P-312 - A Phase 3 Open-Label, Randomized, Multicenter Study of Imprime PGG in Combination with Cetuximab in Patients with KRAS Wild Type Metastatic Colorect...

Date 04 July 2015
Event WorldGI 2015
Session Posters
Topics Anti-Cancer Agents & Biologic Therapy
Colon Cancer
Cancer Immunology and Immunotherapy
Rectal Cancer
Presenter A. Braun
Citation Annals of Oncology (2015) 26 (suppl_4): 1-100. 10.1093/annonc/mdv233
Authors A. Braun, R. Huhn, J. Lowe, M. Grady, C. Taitt
  • Eagan/US

Abstract

Introduction

Imprime PGG (Imprime) is a beta-1,3/1,6 glucan complex carbohydrate biologic, which harnesses innate immune effector cells to enhance killing of antibody-targeted, complement-opsonized tumor cells. In a phase 2 single-arm clinical trial in metastatic colorectal cancer (mCRC), the combination of Imprime with cetuximab resulted in 24% objective response rate (ORR), 62% disease control rate (DCR), and median time to progression (TTP) of 12 wks (Tamayo ME, Ann Onc 2010), representing approximate 100% increases vs historical control (Cunningham, NEJM 2004). ORR was 45%, DCR, 82% and TTP of 24 wks in patients (pts) with KRAS wild-type (WT) tumors (post hoc analysis).
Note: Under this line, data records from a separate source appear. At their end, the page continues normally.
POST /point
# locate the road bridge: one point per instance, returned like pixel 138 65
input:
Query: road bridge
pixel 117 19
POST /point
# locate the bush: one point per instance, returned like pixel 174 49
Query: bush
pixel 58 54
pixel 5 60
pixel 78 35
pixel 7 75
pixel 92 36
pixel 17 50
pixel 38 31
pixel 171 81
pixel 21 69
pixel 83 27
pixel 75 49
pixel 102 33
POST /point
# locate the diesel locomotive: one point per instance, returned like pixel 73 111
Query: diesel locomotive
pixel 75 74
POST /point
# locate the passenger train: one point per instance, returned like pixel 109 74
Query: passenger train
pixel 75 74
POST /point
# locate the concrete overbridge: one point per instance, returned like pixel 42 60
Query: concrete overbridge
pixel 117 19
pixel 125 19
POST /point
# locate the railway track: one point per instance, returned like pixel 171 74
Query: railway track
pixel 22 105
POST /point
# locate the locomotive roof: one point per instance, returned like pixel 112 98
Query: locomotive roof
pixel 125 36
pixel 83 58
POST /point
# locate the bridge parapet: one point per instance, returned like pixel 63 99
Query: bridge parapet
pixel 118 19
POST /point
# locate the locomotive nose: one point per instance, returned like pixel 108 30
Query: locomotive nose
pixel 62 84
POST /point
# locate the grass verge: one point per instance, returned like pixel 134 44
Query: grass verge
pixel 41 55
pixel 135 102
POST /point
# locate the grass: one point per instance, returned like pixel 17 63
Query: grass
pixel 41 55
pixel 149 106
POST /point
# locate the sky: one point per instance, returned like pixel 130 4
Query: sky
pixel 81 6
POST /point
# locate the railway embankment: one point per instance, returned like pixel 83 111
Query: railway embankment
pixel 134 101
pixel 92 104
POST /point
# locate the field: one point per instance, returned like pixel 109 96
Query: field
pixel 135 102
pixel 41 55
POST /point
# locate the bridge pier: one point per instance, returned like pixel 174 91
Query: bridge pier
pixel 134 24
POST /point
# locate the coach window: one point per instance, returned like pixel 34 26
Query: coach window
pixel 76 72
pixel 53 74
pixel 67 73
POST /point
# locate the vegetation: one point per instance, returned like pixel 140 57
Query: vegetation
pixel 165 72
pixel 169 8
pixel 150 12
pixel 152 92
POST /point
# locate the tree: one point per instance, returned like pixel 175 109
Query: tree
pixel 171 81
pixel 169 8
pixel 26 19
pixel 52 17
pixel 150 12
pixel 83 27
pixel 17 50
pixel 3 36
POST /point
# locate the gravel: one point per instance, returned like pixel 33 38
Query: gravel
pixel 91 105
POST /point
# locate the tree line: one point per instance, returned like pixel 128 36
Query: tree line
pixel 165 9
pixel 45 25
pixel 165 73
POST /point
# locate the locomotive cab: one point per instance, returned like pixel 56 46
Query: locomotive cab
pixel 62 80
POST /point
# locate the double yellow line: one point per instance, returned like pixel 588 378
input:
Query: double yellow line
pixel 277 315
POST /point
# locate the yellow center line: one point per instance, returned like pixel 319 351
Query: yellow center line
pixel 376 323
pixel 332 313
Single-agent cetuximab has been shown to improve ORR, progression-free survival (PFS) and overall survival (OS) in pts with epidermal growth factor receptor (EGFR) expressing, KRAS WT mCRC who failed oxaliplatin- and irinotecan-based therapy or are intolerant to irinotecan. The mechanism of action of cetuximab is thought to rely on competitive blockade of endogenous ligand binding and downstream signaling, internalization and down regulation of EGFR, as well as antibody-dependent cellular cytotoxicity (ADCC) (Erbitux USPI).

The current trial, sponsored by Biothera and registered with ClinicalTrials.gov (NCT01309126) is to confirm these findings in phase 3.

Methods

Approximately 795 pts will be randomized 2:1, stratified by geographic region, prior chemotherapy and site, to receive weekly open-label Imprime plus cetuximab or cetuximab alone. Eligible pts have received prior oxaliplatin- and irinotecan-based therapy or are intolerant to irinotecan, have measurable disease and ECOG performance status of 0 or 1. The primary endpoint of the study is OS and the primary analysis will occur when ∼709 deaths have occurred. Secondary endpoints include PFS, ORR (based on RECIST 1.1), quality of life, safety and pharmacokinetics. Exploratory endpoints include biomarker analyses. Pt screening and enrollment is underway in the United States and Europe.